There are occasions when time becomes fluid, when now becomes something bigger and stranger and harder to hold on to than the X on the calendar or the groove in the clock to which the second hand points.
This chronological fluidity shows up most often and most obviously in instances of deep wonder and deep change: here we stand on the mountaintop or beneath the immensity of the stars or inside the glory of music or within the holy silliness of sex or beside the impossible finality of the coffin and, suddenly, suddenly, we catch an almost unobscured glimpse of…
Of, well, everything.
In these moments we remember the years that brought us to this instant. And somehow, paradoxically, we remember what is yet to come – much as, in church, we remember that Jesus is going to return. This strange remembering is what the poet Sharon Bryan is getting at when she tells us that:
…it’s as if you’d reached
the top of a hill
and could see all the way
to the end of your life,
so you know without a doubt
that it has an end—
not that it will have,
but that it does have…
This remembering is why we cry at graduations and weddings and at the births of children.

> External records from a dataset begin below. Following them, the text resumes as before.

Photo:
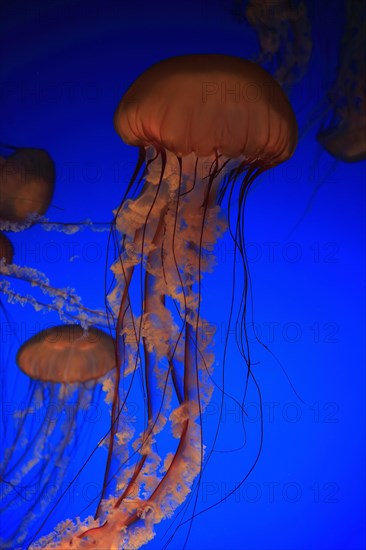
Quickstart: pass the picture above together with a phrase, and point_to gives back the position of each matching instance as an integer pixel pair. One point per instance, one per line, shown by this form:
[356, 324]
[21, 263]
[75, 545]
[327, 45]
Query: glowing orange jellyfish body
[26, 184]
[6, 249]
[65, 366]
[206, 125]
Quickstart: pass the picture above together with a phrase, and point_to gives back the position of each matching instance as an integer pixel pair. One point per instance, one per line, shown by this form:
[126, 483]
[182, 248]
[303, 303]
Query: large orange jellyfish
[66, 367]
[206, 125]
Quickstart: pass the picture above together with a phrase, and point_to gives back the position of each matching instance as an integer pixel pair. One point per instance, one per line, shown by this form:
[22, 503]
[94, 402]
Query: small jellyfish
[66, 367]
[27, 179]
[207, 126]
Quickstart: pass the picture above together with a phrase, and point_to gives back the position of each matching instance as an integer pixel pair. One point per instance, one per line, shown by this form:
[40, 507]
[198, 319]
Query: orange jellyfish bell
[26, 184]
[208, 103]
[67, 354]
[6, 249]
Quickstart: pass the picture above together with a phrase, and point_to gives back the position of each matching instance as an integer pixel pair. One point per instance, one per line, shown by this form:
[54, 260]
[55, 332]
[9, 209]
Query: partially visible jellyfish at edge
[66, 368]
[343, 132]
[199, 151]
[27, 180]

This remembering is what allows is to understand that this life is glorious and fleeting gift.
Occasionally, this beautiful clarity comes in the middle of something everyday – not a hard beginning or an end, neither a lightning strike of grief nor a rush of ecstasy, but in the moment when you are putting away the groceries and, abruptly, the smell of some other, older kitchen calls to you. Suddenly you are years and miles away. Suddenly you feel again the lonely freedom of being outside of your parents’ home for the first time and cooking your own meals.
Or maybe the moment comes when you are on a bicycle early on a summer morning and, in a flash of something between joy and melancholy, it is another summer morning, years ago. You are on the red bicycle of your childhood. You and your friends are peddling towards the sea.
Or maybe the moment comes as you gaze upon a freshly taken photograph. And you see the hands that will hold the same image years or decades from now. Perhaps the hands that hold the photograph will be your own. Or perhaps the hands will belong to someone else – a grandchild, a lover, a friend. Either way, the one holding the dusty and sun-worn photograph will laugh and marvel that you were ever so young.
For an instant, this strange remembering is now. And then it’s gone. And you go back to stacking the groceries, and you keep on peddling the bicycle, and you lift the camera lens up, up towards the sky.